Looking at it today, we wonder how many of those men would die soon, or in the weeks and months ahead, before the war ended. 

At noon, Washington D.C. time, on February 6, Donald John Trump emerged as the undisputed leader of the Grand Old Party. The mood in the room told us that. 

Leadership for the GOP had been a long time coming. Absent since Reagan.

It wasn’t necessary to be in the room to sense what was happening.  Even from afar, it could be seen, heard and felt. 

Few among the media—most of whom have never been part of much more than a team of reporters—likely sensed what happened.

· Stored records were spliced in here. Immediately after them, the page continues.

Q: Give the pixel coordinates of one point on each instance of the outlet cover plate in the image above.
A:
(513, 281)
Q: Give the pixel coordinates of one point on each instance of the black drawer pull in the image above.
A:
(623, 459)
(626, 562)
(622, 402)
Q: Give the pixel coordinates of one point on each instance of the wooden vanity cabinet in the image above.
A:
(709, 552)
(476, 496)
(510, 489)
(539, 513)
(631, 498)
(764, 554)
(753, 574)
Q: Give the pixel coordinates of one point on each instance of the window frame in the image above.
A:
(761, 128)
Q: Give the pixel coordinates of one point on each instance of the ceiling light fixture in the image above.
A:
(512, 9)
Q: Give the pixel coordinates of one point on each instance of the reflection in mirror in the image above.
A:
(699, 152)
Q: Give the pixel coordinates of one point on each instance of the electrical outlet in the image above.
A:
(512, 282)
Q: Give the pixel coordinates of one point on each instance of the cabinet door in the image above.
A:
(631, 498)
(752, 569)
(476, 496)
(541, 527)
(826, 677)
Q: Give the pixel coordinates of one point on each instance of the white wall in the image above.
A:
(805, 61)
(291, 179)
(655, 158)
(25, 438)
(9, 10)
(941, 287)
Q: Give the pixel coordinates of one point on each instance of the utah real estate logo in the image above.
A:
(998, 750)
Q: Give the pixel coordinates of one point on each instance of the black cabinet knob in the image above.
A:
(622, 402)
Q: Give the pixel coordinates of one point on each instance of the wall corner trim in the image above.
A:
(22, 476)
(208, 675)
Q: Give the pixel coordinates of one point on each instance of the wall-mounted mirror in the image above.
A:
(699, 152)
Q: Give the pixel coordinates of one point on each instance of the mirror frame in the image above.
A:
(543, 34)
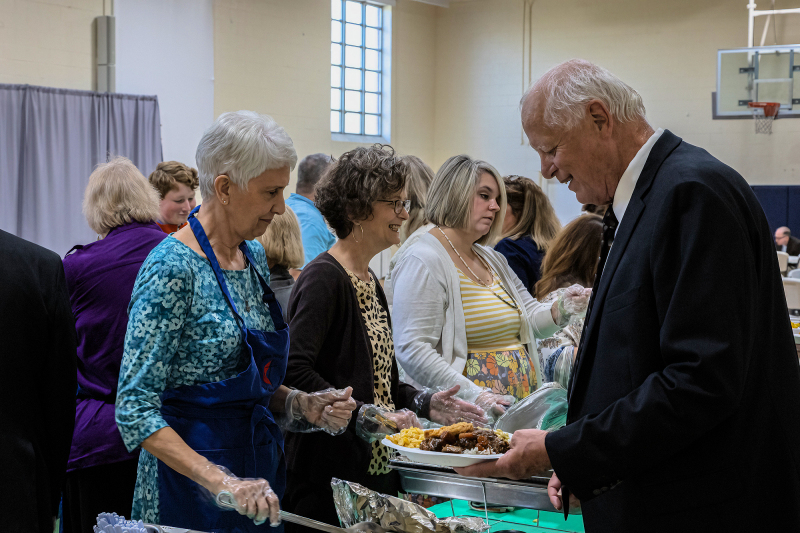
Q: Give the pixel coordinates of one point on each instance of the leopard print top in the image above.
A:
(380, 337)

Dropping ridicule on the heads of those who drove the narrative that led to impeachment

The liberals among them will criticize Trump for taking a victory lap after his acquittal, and for dropping ridicule on the heads of those who drove the narrative that led to impeachment.

Most in the media will miss that the event was not about Trump.  It wasn’t him doing an ego pump. It wasn’t his victory. 

He, personally, won in not losing. It’s the people in the room that enabled the win. He made the moment about them. 

In short, it’s wasn’t an “I” win.  It was a “We” victory. 

Trump did more than acknowledge the role of many individuals who rebutted the positions of the opposition party.  He remembered the innocent others, the collateral damage, whose lives were hurt in the onslaught of hostility aimed at him, planned before he was elected, and begun 20 minutes after he was inaugurated.

He labeled his corrupt and hate-filled aggressors with language that will scandalize the talking heads on the liberal news networks, and even some on conservative sites. 

The English language is well equipped with strong adjectives for those times and places where only certain words are able to convey the force required by circumstances.  And when they are required, anything else falls short.

Everyone in the room now knows that progressives do not surrender. Never

It was a celebration, but not of a war won.  It heralded a battle well fought and won. Punctuated with the codicil that other such battles are likely ahead. 

Everyone in the room now knows that progressives do not surrender. Never. They drop back.  Rest. And plan for their next attack. Democrats in the House of Representatives are already planning.

Trump didn’t speak as a Hitlerian-like figure.  Or a Monarch. As some liberal commentators will claim. He spoke like a coach of a sports team that won a national championship. The credit went to the players in the room, collectively and individually. 

Those who watched the various stages of the televised impeachment circus, that began in the House and ended in the Senate, already knew who Trump would individually call out.  They were the key players who led the opposition. 

The opposition may not know it yet, but they will need to ramp-up their game because they’re no longer playing against the GOP of Old.

The Republican Party has,  finally, become a force that will fight.